[4] Fondé en 1364, avec un legs de la reine Jeanne de Navarre, femme de Philippe-le-Bel, il fut rebâti et agrandi plus tard avec le prix de la vente de la tour de Nesle, qui appartenoit aux rois de Navarre. Depuis l’Empire, il est occupé par l’Ecole polytechnique. La chapelle en est curieuse. (Rev. archéolog., t. I, p. 192-200.)
[5] Il datoit de 1420. Guillaume de La Marche l’avoit fondé pour des écoliers de sa pauvre province. Supprimé à la Révolution, il devint une pension célèbre du quartier Latin, la pension Vattier. Les bâtiments en ont disparu, avec une partie de la rue de la Montagne-Sainte-Geneviève, où ils se trouvoient sous le no 37.
[6] Un des plus pauvres et des plus austères colléges de Paris. Aycelin de Montaigu l’avoit fondé en 1314, Erasme y étudia. La maigre pitance, à laquelle on y étoit soumis, l’avoit fait appeler Collége des Haricots, nom qui resta à la prison militaire, qu’on y installa, en 1792. (V. notre Paris Démoli.) Ses bâtiments, qui faisoient l’angle de la rue des Sept-Voies et de la place du Panthéon, furent démolis en 1845, pour faire place à ceux de la nouvelle bibliothèque Sainte-Geneviève.

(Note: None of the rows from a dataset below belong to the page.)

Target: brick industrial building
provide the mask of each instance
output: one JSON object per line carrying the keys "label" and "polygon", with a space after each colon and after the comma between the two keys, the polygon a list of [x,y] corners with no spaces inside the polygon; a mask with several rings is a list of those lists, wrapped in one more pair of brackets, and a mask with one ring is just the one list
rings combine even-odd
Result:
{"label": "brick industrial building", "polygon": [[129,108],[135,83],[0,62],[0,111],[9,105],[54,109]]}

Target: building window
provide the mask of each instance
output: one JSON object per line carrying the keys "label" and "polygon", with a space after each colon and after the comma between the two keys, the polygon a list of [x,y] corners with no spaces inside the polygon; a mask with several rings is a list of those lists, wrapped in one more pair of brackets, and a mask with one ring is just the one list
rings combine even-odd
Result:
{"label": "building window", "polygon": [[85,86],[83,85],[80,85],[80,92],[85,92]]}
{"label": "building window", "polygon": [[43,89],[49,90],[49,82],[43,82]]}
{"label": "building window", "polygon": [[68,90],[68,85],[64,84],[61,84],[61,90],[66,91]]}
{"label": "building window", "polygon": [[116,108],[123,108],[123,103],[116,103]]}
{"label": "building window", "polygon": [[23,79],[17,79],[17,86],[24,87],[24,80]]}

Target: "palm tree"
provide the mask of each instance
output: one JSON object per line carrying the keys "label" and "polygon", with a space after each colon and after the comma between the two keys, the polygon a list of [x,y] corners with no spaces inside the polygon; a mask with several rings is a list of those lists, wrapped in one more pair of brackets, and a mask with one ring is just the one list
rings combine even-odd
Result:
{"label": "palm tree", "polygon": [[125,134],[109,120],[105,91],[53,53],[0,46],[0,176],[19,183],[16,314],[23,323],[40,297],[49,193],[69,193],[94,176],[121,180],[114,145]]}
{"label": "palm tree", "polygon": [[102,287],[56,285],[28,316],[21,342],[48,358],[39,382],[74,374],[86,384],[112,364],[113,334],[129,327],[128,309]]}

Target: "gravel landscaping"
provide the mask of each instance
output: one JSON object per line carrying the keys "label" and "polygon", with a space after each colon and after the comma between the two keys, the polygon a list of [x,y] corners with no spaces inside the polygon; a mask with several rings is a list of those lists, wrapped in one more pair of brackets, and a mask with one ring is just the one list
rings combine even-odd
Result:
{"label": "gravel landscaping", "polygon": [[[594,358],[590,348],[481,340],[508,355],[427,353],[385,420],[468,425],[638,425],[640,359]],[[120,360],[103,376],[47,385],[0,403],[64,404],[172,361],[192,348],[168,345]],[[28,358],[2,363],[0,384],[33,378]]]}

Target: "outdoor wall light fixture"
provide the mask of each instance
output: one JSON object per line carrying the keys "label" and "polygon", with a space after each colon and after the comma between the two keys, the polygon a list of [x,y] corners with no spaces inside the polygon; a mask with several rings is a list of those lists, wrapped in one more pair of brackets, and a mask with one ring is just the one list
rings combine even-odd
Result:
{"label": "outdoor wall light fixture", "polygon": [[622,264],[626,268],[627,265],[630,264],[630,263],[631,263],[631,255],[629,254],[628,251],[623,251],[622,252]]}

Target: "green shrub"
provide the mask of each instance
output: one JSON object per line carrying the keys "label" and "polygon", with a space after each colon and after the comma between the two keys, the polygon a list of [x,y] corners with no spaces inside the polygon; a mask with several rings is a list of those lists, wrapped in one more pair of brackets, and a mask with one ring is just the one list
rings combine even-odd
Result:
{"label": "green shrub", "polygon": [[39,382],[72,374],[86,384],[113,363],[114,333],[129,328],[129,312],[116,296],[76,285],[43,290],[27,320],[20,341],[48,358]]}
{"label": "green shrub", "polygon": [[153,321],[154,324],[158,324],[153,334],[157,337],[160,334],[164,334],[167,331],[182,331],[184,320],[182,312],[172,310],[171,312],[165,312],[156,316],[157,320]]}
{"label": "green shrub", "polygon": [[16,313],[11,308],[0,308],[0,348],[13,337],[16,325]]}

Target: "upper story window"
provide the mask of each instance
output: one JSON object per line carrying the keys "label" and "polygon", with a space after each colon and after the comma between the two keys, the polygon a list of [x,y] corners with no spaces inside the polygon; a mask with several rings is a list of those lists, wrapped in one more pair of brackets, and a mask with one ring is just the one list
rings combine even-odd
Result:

[7] Un chanoine de Paris, Raoul d’Harcourt, l’avoit fondé en 1220. Ses bâtiments, reconstruits en 1675, ont été emportés en partie par le boulevard Saint-Michel. Ce qui reste est occupé par le lycée Saint-Louis.
[8] Il y a ici une erreur. Si le collége d’Harcourt fut rue de la Harpe, le collége de Lisieux en revanche n’y fut jamais. L’évêque de Lisieux, Gui d’Harcourt, le fonda en 1336, rue des Prêtres-Saint-Séverin ; il passa ensuite rue Saint-Etienne des Grès, et n’en fut déplacé qu’en 1764, pour occuper, rue Saint-Jean de Beauvais, les bâtiments du collége de Dormans.
[9] C’est celui dont nous venons de parler, le collége de Dormans-Beauvais, qui devoit son nom à son fondateur, l’évêque de Beauvais, Jean de Dormans. Il datoit de 1370. Supprimé à la Révolution, Carnot y établit la première école mutuelle d’essai.
[10] Raoul de Presles l’avoit fondé en 1313 pour les pauvres écoliers du diocèse de Soissons, d’où lui vint son premier nom de collége de Soissons. Ramus y professoit ; c’est là qu’il fut tué à la Saint-Barthélemy.
[11] Il devoit son nom au cardinal Jean Lemoine, qui l’avoit fondé en 1302. Calvin y étudia, et Lhomond y fut professeur. Il n’en existe plus rien que le nom d’une petite rue bâtie sur les chantiers qui en avoient pris la place.
[12] Il ne datoit que de 1569. Le sénonois P. Grassin, de qui lui venoit son nom, l’avoit fondé pour des écoliers nés à Sens. Chamfort, qui s’appeloit alors Nicolas, en fut le dernier élève distingué.
[13] « Celui de Cambrai et celui de fondation royale, près Saint-Jean de Latran,… celui des Trésoriers, près de la Sorbonne. » Edit. 1691, p. 11.